5. “… we will always learn more about human life and human personality from novels than from scientific psychology.” (Noam Chomsky). To what extent would you agree?

You should briefly tell me what novels are and what scientific psychology is. Then discuss the different kinds of knowledge we can gain from each. Novels are more subjective and science more objective, can we say that we learn more from the one than the other? HOw would we calculate this? What kinds of knowledge do we gain from novels, what kinds of knowledge do we gain from scientific psychology? Discuss the different ways of knowing of the different areas of knowledge. How would others dissagree with you?

6. In areas of knowledge such as the arts and the sciences, do we learn more from work that follows or that breaks accepted conventions?

What do we mean by work that follows or breaks convention in science or in art? What do we mean by a convention in art or science? How is such a convention reached? Are conventions necessary, useful, or unnecessary and problematic? This is a question that can easily integrate an good portion of historical analysis, so don't shy away from it. Find examples of both pros and cons. How are they relevant? How do you measure the "more" that you learn in either case?

7. Our senses tell us that a table, for example, is a solid object; science tells us that the table is mostly empty space. Thus two sources of knowledge generate conflicting results. Can we reconcile such conflicts?

This one we've discussed plenty in class. see me for questions.

8. Are some ways of knowing more likely than others to lead to truth?

(Related to question 10)This questions is all about your conceptual approach to the terms involved. What are the areas of knowledge? What is meant by truth? Are we looking for the same kinds of truth in each area of knowledge, or do different areas of knowledge actually look for different answers? Pay particular attention to the split between subject/object and the fact that as humans we combine both in our approach to the world. Be sure to explore different possibilities for understanding truth and Ways of Knowing. How would others dissagree with you? How would you counter their objections? What examples could you use? How are they relevant?

9. Mathematicians have the concept of rigorous proof, which leads to knowing something with complete certainty. Consider the extent to which complete certainty might be achievable in mathematics and at least one other area of knowledge.

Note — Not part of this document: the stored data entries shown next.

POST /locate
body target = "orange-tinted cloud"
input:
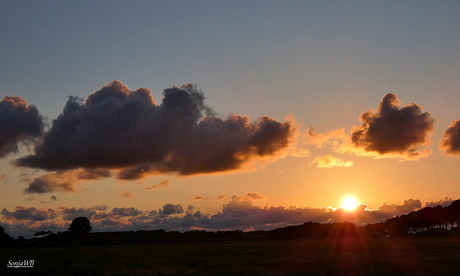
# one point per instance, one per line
(450, 142)
(393, 131)
(330, 161)
(116, 128)
(161, 184)
(125, 194)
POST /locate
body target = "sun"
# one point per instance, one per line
(349, 203)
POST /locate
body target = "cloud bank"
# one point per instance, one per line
(330, 161)
(19, 122)
(116, 128)
(393, 130)
(239, 213)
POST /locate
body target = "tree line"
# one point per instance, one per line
(438, 221)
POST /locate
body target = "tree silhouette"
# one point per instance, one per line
(80, 229)
(5, 239)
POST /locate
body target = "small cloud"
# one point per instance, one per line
(393, 131)
(330, 161)
(125, 194)
(200, 197)
(450, 142)
(221, 197)
(161, 184)
(170, 209)
(250, 196)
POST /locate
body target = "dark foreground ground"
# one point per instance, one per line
(425, 256)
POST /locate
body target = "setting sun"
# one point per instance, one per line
(349, 203)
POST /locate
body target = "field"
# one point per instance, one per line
(295, 257)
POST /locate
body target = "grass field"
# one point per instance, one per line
(295, 257)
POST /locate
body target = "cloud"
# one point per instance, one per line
(169, 209)
(450, 142)
(19, 122)
(250, 196)
(125, 194)
(32, 213)
(200, 197)
(63, 181)
(393, 131)
(330, 161)
(334, 137)
(236, 214)
(162, 184)
(126, 212)
(116, 128)
(443, 202)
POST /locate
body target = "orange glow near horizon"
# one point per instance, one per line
(349, 203)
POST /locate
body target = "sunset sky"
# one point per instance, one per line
(225, 114)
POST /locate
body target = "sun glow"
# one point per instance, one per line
(349, 203)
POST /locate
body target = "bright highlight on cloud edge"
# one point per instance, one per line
(349, 203)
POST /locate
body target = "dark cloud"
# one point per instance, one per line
(126, 212)
(116, 128)
(450, 142)
(19, 122)
(70, 214)
(32, 213)
(63, 181)
(394, 130)
(169, 209)
(161, 184)
(236, 214)
(330, 161)
(125, 194)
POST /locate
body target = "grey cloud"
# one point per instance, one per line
(63, 181)
(169, 209)
(19, 122)
(116, 128)
(450, 142)
(394, 130)
(32, 213)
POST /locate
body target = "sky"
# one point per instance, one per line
(219, 115)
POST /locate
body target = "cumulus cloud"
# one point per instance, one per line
(443, 202)
(330, 161)
(19, 122)
(200, 197)
(236, 214)
(333, 138)
(125, 194)
(393, 130)
(161, 184)
(169, 209)
(116, 128)
(450, 142)
(63, 181)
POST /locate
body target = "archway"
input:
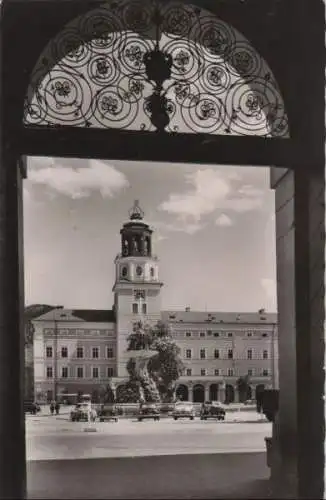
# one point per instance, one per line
(213, 392)
(97, 71)
(305, 92)
(198, 393)
(182, 392)
(229, 393)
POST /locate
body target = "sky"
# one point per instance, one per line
(214, 232)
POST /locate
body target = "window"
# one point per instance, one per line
(49, 351)
(64, 352)
(80, 352)
(95, 352)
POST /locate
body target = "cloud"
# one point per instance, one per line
(269, 286)
(210, 191)
(223, 221)
(78, 182)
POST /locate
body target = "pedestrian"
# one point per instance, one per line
(57, 408)
(52, 405)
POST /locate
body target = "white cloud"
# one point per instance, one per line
(269, 286)
(223, 221)
(211, 190)
(78, 182)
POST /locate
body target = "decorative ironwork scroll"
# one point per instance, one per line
(147, 65)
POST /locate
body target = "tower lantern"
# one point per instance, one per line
(136, 235)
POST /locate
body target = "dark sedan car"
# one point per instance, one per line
(148, 410)
(211, 409)
(108, 412)
(31, 407)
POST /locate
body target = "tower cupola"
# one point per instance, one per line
(136, 235)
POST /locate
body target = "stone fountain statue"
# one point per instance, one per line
(140, 351)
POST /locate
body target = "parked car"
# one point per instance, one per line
(31, 407)
(212, 409)
(108, 412)
(183, 410)
(83, 412)
(148, 410)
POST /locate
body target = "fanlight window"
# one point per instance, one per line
(154, 66)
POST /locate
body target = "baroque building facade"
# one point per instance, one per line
(79, 351)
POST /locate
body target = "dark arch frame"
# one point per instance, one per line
(289, 35)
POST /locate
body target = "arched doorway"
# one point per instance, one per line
(182, 392)
(213, 392)
(229, 393)
(198, 393)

What is rigorous proof? How does it differ from complete certainty? Look up Goedle's incompleteness theorem- does it render certainty impossible? Or are we simply incapable of prooving those things which we are certain are true? Can we justify the actions upon which mathematical knowledge is based? Pick another area of knowledge, and pay attention to its related way of knowing—how do the aims differ from those of mathematics? WOuld it be reasonable to ask for the same level of accuracy? Would it be useful or counterproductive? What examples could you use? How would they be relevant? Why might others dissagree with you?

10. “Context is all” (Margaret Atwood). Does this mean that there is no such thing as truth?

What is context? Look at the various theories of truth (hello coherence!)-they seem to be conflicting on the issue of context- how do you account for it? Think back to your own experiences, how often when explaining something do you find it necessary to speak about the context of an event? Compare different areas of knowledge and different ways of knowing-to what extent does context play a key role in each? Does context matter in math? History? Litterature? Why or why not? If facts are considered without context, do they still have meaning? Look at the various theories of truth (hello coherence!)-they seem to be conflicting on the issue of context-how do you account for it?

No matter what essay you write, you must make it somehow relevant to your life. you must show that you can relate personal examples to the questions at hand.